On Wed, Oct 31, 2018 at 01:48:44PM +0000, Marc Orr wrote: > Thanks for the explanation. Is there a way to dynamically detect the > memory allocation done by kvmalloc() (i.e., kmalloc() or vmalloc())? > If so, we could use kvmalloc(), and add two code paths to do the > physical mapping, according to whether the underlying memory was > allocated with kmalloc() or vmalloc(). Yes -- it's used in the implementation of kvfree(): if (is_vmalloc_addr(addr)) vfree(addr); else kfree(addr);
On Wed, Oct 31, 2018 at 7:21 AM Matthew Wilcox <willy@infradead.org> wrote: > > On Wed, Oct 31, 2018 at 01:48:44PM +0000, Marc Orr wrote: > > Thanks for the explanation.

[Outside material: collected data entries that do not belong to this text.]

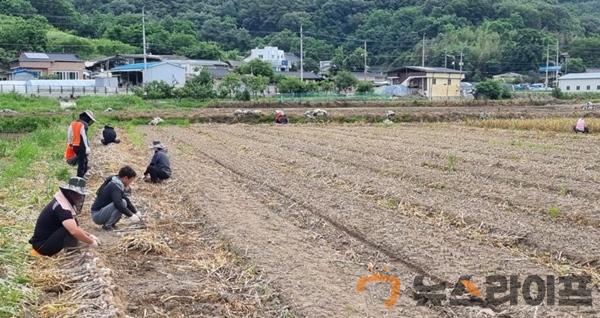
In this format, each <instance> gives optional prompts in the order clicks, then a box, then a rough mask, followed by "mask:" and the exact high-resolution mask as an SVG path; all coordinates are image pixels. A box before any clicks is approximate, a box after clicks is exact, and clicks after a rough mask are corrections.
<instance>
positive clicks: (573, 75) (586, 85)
mask: <svg viewBox="0 0 600 318" xmlns="http://www.w3.org/2000/svg"><path fill="white" fill-rule="evenodd" d="M558 87H559V88H560V90H561V91H563V92H565V93H586V92H600V73H571V74H567V75H563V76H561V77H559V78H558Z"/></svg>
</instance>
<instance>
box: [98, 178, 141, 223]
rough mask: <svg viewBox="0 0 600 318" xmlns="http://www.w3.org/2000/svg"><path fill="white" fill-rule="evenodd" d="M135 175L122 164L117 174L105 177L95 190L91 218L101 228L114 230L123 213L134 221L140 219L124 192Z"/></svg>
mask: <svg viewBox="0 0 600 318" xmlns="http://www.w3.org/2000/svg"><path fill="white" fill-rule="evenodd" d="M136 176H137V174H136V173H135V171H134V170H133V169H132V168H131V167H129V166H124V167H123V168H121V169H120V170H119V174H118V175H116V176H110V177H108V178H106V180H104V183H102V185H101V186H100V188H99V189H98V191H97V192H96V195H97V196H96V200H94V204H92V220H93V221H94V223H96V224H98V225H102V229H103V230H105V231H113V230H115V229H116V224H117V223H118V222H119V220H121V217H122V216H123V215H126V216H127V217H129V218H130V219H131V221H132V222H135V223H137V222H140V221H141V220H142V219H141V217H140V214H139V213H137V210H136V208H135V206H133V204H132V203H131V201H130V200H129V198H128V197H127V195H126V193H125V189H127V188H128V187H129V186H130V185H131V183H133V180H134V179H135V177H136Z"/></svg>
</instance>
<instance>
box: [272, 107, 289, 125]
mask: <svg viewBox="0 0 600 318" xmlns="http://www.w3.org/2000/svg"><path fill="white" fill-rule="evenodd" d="M275 123H276V124H280V125H285V124H287V123H288V119H287V115H286V114H285V113H284V112H283V111H282V110H276V111H275Z"/></svg>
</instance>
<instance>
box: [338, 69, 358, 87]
mask: <svg viewBox="0 0 600 318" xmlns="http://www.w3.org/2000/svg"><path fill="white" fill-rule="evenodd" d="M333 82H334V83H335V87H336V88H337V90H338V91H347V90H348V89H351V88H352V87H354V86H355V85H356V84H357V83H358V79H357V78H356V77H355V76H354V75H352V73H350V72H346V71H342V72H338V73H337V75H336V76H335V77H334V78H333Z"/></svg>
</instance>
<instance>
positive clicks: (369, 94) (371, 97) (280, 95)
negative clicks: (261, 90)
mask: <svg viewBox="0 0 600 318" xmlns="http://www.w3.org/2000/svg"><path fill="white" fill-rule="evenodd" d="M276 98H277V100H278V101H280V102H311V101H315V102H316V101H340V100H347V101H385V100H392V99H393V97H392V96H390V95H379V94H373V93H368V94H359V93H356V94H347V95H345V94H338V93H286V94H277V95H276Z"/></svg>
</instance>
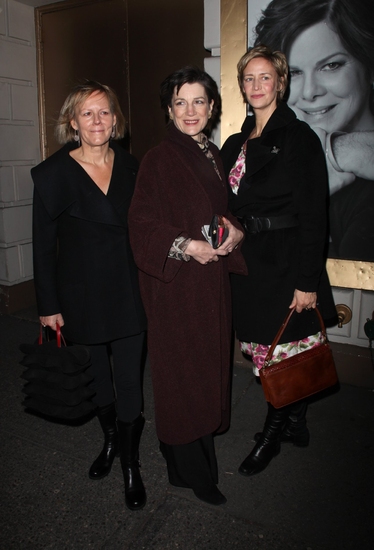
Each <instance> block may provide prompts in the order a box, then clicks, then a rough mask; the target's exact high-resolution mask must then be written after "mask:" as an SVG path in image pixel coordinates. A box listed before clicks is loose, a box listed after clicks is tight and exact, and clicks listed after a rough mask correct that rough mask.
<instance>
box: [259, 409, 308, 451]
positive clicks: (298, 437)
mask: <svg viewBox="0 0 374 550" xmlns="http://www.w3.org/2000/svg"><path fill="white" fill-rule="evenodd" d="M307 408H308V404H307V402H306V401H299V402H297V403H294V404H292V405H290V409H289V414H288V419H287V422H286V425H285V427H284V430H283V432H282V433H281V436H280V442H281V443H293V444H294V445H295V447H308V445H309V439H310V434H309V430H308V428H307V426H306V411H307ZM260 437H261V432H257V433H256V434H255V436H254V440H255V441H258V440H259V439H260Z"/></svg>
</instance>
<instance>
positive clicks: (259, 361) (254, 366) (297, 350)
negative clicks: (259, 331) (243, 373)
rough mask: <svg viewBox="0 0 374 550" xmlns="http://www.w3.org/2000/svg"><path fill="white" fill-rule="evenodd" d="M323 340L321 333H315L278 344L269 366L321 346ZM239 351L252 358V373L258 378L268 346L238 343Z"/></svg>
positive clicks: (266, 345)
mask: <svg viewBox="0 0 374 550" xmlns="http://www.w3.org/2000/svg"><path fill="white" fill-rule="evenodd" d="M323 342H324V339H323V336H322V332H317V334H313V335H312V336H307V337H306V338H303V339H302V340H295V341H294V342H286V343H285V344H278V345H277V346H276V347H275V349H274V353H273V356H272V358H271V364H274V363H279V361H282V360H283V359H287V357H292V355H296V354H297V353H302V352H303V351H306V350H308V349H312V348H315V347H317V346H320V345H321V344H323ZM239 344H240V350H241V351H242V352H243V353H245V354H247V355H250V356H251V357H252V361H253V372H254V374H255V375H256V376H259V371H260V370H261V369H262V367H263V366H264V362H265V357H266V355H267V353H268V351H269V349H270V346H269V345H264V344H255V343H254V342H239Z"/></svg>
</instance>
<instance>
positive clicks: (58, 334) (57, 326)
mask: <svg viewBox="0 0 374 550" xmlns="http://www.w3.org/2000/svg"><path fill="white" fill-rule="evenodd" d="M61 339H62V341H63V343H64V345H65V346H66V342H65V339H64V337H63V336H62V334H61V327H60V325H59V324H58V323H56V342H57V347H58V348H60V347H61ZM42 343H43V325H42V324H40V332H39V338H38V345H39V346H41V345H42Z"/></svg>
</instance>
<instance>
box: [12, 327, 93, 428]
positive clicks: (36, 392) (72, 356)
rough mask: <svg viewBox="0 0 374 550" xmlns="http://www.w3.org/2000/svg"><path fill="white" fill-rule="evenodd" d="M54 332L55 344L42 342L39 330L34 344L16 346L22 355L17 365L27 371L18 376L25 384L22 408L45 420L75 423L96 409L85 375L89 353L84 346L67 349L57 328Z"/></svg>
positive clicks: (67, 347) (58, 327) (47, 341)
mask: <svg viewBox="0 0 374 550" xmlns="http://www.w3.org/2000/svg"><path fill="white" fill-rule="evenodd" d="M56 329H57V330H56V340H51V341H48V340H45V339H44V338H43V328H42V326H41V327H40V333H39V338H38V341H37V342H36V343H35V344H21V345H20V346H19V349H20V350H21V351H22V353H24V357H23V359H22V360H21V361H20V364H21V365H23V366H24V367H26V369H25V371H24V372H23V373H22V375H21V376H22V378H24V379H25V380H26V383H25V385H24V387H23V390H22V391H23V392H24V393H25V394H26V397H25V399H24V401H23V403H22V404H23V405H24V406H25V407H26V408H28V409H32V410H34V411H37V412H39V413H42V414H44V415H47V416H52V417H55V418H59V419H65V420H76V419H77V418H81V417H83V416H85V415H87V414H89V413H90V412H92V411H93V410H94V409H95V408H96V405H94V403H93V402H92V401H91V398H92V396H93V395H94V394H95V392H94V390H92V389H91V388H90V387H89V384H90V383H91V382H92V380H93V378H92V376H91V375H90V374H89V373H88V372H87V369H88V367H89V366H90V365H91V361H90V352H89V349H88V348H87V347H86V346H82V345H72V346H67V345H66V342H65V340H64V338H63V336H62V334H61V330H60V327H59V325H58V324H57V325H56ZM47 330H48V329H46V332H47ZM61 343H63V344H64V345H63V346H62V345H61Z"/></svg>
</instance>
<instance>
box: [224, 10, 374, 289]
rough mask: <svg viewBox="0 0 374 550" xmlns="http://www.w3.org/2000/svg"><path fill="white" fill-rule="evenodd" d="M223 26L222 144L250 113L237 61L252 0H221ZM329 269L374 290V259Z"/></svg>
mask: <svg viewBox="0 0 374 550" xmlns="http://www.w3.org/2000/svg"><path fill="white" fill-rule="evenodd" d="M220 30H221V95H222V106H223V109H222V117H221V145H222V144H223V143H224V141H225V140H226V139H227V138H228V137H229V136H230V135H231V134H233V133H235V132H239V131H240V127H241V124H242V121H243V119H244V117H245V114H246V108H245V105H244V104H243V102H242V98H241V95H240V92H239V88H238V85H237V81H236V64H237V62H238V59H239V58H240V56H241V55H242V54H243V52H245V51H246V49H247V44H248V0H221V29H220ZM373 246H374V243H373ZM327 271H328V274H329V278H330V283H331V285H332V286H335V287H344V288H356V289H360V290H374V263H371V262H361V261H352V260H340V259H339V260H338V259H334V258H329V259H328V260H327Z"/></svg>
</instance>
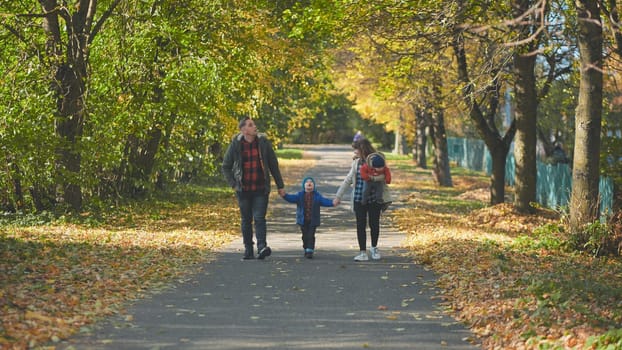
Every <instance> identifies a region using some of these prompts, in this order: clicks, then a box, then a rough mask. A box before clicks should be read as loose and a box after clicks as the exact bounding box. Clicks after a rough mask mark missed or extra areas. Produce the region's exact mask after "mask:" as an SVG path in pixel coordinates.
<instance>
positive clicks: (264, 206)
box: [236, 191, 269, 251]
mask: <svg viewBox="0 0 622 350" xmlns="http://www.w3.org/2000/svg"><path fill="white" fill-rule="evenodd" d="M236 194H237V197H238V205H239V206H240V216H241V218H242V239H243V242H244V246H245V247H246V248H249V247H250V248H251V249H252V247H253V222H254V223H255V238H256V239H257V251H260V250H261V249H262V248H264V247H265V246H266V245H267V242H266V212H267V211H268V196H269V195H268V194H267V193H264V191H257V192H239V191H238V192H236Z"/></svg>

Is there a way to dynamically detect the > > memory allocation done by kvmalloc() (i.e., kmalloc() or vmalloc())? > > If so, we could use kvmalloc(), and add two code paths to do the > > physical mapping, according to whether the underlying memory was > > allocated with kmalloc() or vmalloc(). > > Yes -- it's used in the implementation of kvfree(): > > if (is_vmalloc_addr(addr)) > vfree(addr); > else > kfree(addr); > I can drop the vmalloc() patches (unless someone else thinks we should proceed with a kvmalloc() version). I discussed them with my colleagues, and the consensus on our end is we shouldn't let these structs bloat so big. Thanks for everyone's help to reduce them by 2x the fpu struct! I'll be sending out another version of the patch series, with the two fpu patches and minus the vmalloc() patches, after I hear back from Dave on a question I just sent.